By way of background, charities are required by law to make their tax returns available to the public. Key donors listed on Schedule B to those returns, however, are deemed confidential tax return information. In the years before the Lois Lerner scandal at the IRS, the California Registry of Charitable Trusts, which is part of the attorney general’s office, required charities to file their tax returns as part of the charitable solicitation registration process, but donor names and addresses on Schedule B were redacted by the filers.

Post-Watergate reforms to the tax code instituted protections for confidential tax return information, and provide civil and even criminal penalties for certain disclosures or inspections by government officials, including those in the states. Government officials are prohibited from willfully disclosing or inspecting tax return information unless expressly authorized under the Internal Revenue Code.

The sole way that states may acquire Schedule B donor names for inspection purposes is upon case-by-case written requests to the Secretary of the Treasury. The dragnet method used by Harris to acquire confidential donor names is not authorized. Under the post-Watergate reforms, that seems to make members of Harris’ staff who inspect donor names and addresses criminally liable under section 7213A of the Code. Some boss, that Kamala Harris.

California’s violations, however, appear more like purposeful evasion of the law than laziness. One now-retired senior lawyer for Harris co-authored an article in 2013 describing how federal law “severely restricts the authority of the IRS to share information with state charity regulators.” This lawyer and her colleagues in the National Association of State Charity Officials (NASCO) worked with IRS officials to seek legislation to loosen the rules, but did not succeed.

Disgraced former IRS official Lois Lerner was one of those collaborating with NASCO. Indeed, one NASCO official described Lerner as their “partner in the regulation of charities.”

The former senior lawyer for Ms. Harris also testified in a deposition about the tight protocols under federal law that restrict access to confidential tax return information. California had been following the rules against unauthorized access, or what the IRS calls “UNAX,” according to this senior lawyer.

But then Harris’ office decided to break bad by bypassing the only legally authorized method of requesting and acquiring confidential donor names, which is on a case-by-case basis that the IRS could deny or control when it consented.

AFPF argues in its litigation that Ms. Harris’ recent demands for donor names violate the First Amendment and the principles of the 1958 landmark case NAACP v. Alabama, in which the Democrat Alabama attorney general tried to shut down the civil rights movement in his state by obtaining member names though coercive government means. The Supreme Court blocked the Alabama AG’s attempts, acknowledging that the right to private association is harmed when the government knows an organization’s adherents and financial supporters.
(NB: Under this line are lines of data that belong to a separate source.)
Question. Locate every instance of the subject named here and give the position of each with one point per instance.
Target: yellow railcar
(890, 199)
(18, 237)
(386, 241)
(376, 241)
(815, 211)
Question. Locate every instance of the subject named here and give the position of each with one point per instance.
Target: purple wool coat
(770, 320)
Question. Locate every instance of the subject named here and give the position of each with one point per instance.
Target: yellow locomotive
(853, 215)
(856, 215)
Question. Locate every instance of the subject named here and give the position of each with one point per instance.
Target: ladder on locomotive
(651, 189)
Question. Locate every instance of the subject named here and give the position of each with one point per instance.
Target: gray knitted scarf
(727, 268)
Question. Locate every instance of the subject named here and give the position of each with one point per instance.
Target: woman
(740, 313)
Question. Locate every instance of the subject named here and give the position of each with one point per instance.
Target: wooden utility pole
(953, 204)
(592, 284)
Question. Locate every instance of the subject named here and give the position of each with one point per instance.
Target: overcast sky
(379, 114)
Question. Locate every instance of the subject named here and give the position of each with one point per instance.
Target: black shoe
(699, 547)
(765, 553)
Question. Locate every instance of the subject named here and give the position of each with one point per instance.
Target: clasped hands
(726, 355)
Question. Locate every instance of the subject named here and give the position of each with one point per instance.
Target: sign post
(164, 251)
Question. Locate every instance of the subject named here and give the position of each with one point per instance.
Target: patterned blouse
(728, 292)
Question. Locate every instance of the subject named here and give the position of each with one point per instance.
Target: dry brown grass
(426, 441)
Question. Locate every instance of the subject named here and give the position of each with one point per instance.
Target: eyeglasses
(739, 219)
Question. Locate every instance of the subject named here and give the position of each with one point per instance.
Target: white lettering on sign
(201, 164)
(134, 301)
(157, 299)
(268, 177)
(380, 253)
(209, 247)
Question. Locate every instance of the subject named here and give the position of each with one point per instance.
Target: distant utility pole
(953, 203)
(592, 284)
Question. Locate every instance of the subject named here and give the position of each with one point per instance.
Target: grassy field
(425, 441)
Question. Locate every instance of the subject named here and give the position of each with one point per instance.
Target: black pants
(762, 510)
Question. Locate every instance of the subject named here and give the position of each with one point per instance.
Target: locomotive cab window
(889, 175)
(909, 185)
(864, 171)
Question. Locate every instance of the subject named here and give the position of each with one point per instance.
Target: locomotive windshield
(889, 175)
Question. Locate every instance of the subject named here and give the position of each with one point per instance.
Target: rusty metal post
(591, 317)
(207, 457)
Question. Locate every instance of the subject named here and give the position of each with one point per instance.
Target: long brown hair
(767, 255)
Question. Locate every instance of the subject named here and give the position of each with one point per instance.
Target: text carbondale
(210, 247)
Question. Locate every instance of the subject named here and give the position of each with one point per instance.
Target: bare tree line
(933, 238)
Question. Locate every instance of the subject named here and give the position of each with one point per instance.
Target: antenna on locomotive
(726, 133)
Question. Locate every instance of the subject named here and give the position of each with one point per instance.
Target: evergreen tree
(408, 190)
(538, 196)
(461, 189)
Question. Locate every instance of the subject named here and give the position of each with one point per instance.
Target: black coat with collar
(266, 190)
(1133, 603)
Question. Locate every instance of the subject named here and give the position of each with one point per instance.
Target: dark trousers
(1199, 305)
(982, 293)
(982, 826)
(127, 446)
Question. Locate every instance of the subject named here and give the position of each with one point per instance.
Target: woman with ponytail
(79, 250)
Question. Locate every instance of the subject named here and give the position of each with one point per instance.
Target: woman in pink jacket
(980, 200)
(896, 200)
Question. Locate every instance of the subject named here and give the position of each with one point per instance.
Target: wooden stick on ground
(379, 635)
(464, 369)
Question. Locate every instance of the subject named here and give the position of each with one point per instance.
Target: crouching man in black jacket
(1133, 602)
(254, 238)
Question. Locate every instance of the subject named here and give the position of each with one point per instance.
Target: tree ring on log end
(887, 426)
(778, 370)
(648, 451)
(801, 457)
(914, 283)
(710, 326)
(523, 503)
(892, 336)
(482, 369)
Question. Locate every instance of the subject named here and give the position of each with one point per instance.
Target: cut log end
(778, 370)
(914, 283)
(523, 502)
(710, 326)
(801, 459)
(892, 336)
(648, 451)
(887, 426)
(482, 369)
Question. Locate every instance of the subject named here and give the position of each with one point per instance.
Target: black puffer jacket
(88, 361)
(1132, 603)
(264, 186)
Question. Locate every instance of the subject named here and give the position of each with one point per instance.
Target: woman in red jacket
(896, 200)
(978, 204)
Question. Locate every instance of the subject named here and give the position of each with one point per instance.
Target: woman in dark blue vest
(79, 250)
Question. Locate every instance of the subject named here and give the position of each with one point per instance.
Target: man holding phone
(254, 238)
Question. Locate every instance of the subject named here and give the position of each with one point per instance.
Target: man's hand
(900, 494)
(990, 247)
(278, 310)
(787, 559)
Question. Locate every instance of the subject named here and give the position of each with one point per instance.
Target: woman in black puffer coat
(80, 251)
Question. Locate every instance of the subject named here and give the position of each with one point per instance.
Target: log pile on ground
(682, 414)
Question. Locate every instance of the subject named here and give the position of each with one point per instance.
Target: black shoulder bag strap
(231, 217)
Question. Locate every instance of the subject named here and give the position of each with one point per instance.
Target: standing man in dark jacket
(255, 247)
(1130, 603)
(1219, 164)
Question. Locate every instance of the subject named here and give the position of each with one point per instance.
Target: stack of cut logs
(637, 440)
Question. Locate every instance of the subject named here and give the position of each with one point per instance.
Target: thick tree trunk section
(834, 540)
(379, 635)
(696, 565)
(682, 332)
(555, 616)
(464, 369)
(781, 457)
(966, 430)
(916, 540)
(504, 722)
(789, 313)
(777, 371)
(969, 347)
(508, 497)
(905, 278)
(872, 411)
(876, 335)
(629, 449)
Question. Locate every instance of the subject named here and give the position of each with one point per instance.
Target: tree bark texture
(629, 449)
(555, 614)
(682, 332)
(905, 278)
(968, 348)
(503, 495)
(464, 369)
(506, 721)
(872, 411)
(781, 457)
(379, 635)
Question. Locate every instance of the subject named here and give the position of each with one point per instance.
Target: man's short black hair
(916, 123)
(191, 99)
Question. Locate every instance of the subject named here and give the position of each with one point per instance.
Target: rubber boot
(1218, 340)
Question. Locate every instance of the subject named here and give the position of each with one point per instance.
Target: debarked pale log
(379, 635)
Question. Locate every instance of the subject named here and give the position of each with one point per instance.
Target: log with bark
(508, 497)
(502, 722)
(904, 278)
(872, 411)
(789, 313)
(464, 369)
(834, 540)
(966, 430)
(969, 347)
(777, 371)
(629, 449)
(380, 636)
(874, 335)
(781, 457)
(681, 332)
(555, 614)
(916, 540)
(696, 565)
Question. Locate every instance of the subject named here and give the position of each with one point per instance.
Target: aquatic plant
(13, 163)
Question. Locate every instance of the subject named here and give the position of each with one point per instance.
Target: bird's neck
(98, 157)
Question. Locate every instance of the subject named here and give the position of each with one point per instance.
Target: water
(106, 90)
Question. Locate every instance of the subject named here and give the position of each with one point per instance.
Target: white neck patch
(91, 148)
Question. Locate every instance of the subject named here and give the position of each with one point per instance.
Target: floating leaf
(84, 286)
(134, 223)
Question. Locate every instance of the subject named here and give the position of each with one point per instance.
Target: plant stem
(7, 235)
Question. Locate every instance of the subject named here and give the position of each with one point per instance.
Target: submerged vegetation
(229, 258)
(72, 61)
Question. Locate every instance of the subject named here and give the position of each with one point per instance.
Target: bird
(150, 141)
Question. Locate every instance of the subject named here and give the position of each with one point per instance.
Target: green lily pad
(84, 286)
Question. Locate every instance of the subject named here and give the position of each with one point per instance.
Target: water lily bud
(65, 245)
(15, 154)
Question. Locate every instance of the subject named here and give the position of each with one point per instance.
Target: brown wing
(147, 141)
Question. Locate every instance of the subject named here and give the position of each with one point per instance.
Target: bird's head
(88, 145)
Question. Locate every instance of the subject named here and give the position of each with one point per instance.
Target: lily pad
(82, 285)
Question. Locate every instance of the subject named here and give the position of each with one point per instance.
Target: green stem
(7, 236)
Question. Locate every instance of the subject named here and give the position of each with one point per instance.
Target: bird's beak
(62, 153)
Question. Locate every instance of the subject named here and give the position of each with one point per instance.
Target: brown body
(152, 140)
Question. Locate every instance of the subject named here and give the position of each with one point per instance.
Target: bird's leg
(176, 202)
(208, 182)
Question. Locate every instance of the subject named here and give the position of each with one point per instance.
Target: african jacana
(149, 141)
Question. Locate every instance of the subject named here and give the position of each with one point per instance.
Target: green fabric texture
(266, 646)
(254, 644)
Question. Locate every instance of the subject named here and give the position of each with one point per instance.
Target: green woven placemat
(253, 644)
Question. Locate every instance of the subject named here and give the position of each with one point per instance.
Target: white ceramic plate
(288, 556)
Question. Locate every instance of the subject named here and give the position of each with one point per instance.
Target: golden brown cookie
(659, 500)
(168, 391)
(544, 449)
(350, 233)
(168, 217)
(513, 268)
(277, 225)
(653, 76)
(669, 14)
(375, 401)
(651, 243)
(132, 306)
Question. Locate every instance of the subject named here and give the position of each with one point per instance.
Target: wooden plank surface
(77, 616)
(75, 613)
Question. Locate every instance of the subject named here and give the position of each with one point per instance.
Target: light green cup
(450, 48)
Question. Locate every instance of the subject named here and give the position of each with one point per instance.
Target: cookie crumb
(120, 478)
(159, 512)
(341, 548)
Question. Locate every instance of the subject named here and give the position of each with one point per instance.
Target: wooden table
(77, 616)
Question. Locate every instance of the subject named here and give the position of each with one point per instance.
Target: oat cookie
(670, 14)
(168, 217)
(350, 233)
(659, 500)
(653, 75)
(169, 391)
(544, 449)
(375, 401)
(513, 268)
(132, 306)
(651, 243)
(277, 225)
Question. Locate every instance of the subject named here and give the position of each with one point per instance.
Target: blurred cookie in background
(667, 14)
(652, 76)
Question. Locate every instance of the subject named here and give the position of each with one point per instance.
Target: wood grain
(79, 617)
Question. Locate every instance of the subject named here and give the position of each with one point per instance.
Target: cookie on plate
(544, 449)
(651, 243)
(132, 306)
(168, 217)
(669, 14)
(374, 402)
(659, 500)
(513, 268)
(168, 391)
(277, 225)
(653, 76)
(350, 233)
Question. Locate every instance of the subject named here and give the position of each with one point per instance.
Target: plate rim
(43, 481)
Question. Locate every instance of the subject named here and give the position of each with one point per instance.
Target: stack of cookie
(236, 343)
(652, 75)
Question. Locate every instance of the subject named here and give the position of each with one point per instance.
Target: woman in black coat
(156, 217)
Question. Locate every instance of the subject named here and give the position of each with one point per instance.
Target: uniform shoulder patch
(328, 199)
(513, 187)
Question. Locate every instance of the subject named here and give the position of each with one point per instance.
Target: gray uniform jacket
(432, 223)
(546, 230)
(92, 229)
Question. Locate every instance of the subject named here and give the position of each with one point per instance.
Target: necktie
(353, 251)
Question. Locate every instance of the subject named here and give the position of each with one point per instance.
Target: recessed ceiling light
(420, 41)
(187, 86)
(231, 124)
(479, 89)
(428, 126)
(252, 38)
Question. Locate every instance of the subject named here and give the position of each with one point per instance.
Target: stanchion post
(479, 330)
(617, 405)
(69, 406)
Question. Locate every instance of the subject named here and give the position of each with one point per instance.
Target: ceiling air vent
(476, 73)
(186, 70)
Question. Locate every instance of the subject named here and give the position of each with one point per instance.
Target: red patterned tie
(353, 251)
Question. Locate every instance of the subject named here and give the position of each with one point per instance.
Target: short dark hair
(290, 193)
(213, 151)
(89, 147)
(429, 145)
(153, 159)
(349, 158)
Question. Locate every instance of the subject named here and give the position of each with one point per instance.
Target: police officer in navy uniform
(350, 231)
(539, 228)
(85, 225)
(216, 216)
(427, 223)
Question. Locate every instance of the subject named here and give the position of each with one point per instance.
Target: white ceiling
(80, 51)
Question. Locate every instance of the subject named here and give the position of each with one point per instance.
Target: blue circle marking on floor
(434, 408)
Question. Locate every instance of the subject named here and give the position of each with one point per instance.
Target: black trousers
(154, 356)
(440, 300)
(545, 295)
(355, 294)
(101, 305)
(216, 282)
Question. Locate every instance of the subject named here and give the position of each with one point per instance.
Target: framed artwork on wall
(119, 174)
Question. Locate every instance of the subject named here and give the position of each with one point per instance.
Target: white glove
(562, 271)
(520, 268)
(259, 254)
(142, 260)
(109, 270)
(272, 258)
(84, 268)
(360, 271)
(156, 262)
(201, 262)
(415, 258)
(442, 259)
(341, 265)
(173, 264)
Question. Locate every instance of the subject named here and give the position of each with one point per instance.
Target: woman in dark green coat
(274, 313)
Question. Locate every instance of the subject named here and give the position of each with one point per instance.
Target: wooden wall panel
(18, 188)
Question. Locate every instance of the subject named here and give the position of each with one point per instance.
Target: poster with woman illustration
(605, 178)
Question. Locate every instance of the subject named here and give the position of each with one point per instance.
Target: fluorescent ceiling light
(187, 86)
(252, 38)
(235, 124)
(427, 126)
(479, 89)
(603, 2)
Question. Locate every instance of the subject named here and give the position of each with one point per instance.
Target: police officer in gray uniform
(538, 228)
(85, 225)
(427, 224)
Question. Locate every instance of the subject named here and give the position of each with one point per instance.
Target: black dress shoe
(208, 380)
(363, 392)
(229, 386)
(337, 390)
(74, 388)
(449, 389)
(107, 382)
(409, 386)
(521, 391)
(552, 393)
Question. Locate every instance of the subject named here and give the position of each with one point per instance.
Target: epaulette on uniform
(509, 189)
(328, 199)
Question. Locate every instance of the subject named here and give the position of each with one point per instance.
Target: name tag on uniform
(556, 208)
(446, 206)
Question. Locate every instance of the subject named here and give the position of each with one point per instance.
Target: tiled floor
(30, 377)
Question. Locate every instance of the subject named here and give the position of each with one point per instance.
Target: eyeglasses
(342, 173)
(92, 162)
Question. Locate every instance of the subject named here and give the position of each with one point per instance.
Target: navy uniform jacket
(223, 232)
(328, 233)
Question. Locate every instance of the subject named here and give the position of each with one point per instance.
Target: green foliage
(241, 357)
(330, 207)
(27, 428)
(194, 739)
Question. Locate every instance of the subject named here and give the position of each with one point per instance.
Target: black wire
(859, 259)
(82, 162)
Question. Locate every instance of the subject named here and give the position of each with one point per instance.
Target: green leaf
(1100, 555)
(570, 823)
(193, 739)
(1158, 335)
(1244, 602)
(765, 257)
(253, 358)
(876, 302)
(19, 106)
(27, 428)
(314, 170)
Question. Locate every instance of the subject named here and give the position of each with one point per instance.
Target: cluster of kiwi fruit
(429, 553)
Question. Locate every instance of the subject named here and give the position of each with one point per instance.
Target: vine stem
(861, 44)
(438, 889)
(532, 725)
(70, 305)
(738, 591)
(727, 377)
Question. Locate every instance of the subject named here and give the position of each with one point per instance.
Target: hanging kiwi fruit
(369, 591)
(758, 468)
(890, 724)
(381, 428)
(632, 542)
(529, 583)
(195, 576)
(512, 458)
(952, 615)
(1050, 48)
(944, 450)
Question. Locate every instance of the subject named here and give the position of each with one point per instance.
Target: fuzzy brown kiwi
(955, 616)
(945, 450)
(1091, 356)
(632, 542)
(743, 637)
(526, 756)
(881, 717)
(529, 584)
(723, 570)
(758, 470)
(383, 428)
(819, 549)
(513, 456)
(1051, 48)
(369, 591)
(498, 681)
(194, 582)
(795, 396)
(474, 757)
Conservative organizations and their donors are terrified not just that uber-liberal Harris will leak this confidential information to their opponents and her allies, putting donors at risk of physical or other danger when highly charged issues are in play, but that Ms. Harris may use her position of government power to target them for investigations, audits or other unfair officious treatment.

Even Harris-supporting Democrats who are in-the-closet opponents to the liberal orthodoxy on any issue – abortion, guns, marriage, climate change . . . you name it – will also be intimidated, and their donations to those causes are quite likely to dry up. The point of the post-Watergate reforms keeping tax return information confidential was that government officials can be the problem.

Lois Lerner misused and abused the tax code as a political weapon. One of her comrades in lawlessness now wants to be in the United State Senate, leaving behind underlings who could face jail for her acts and ambitions.

Mark J. Fitzgibbons is co-author with Richard Viguerie of The Law That Governs Government.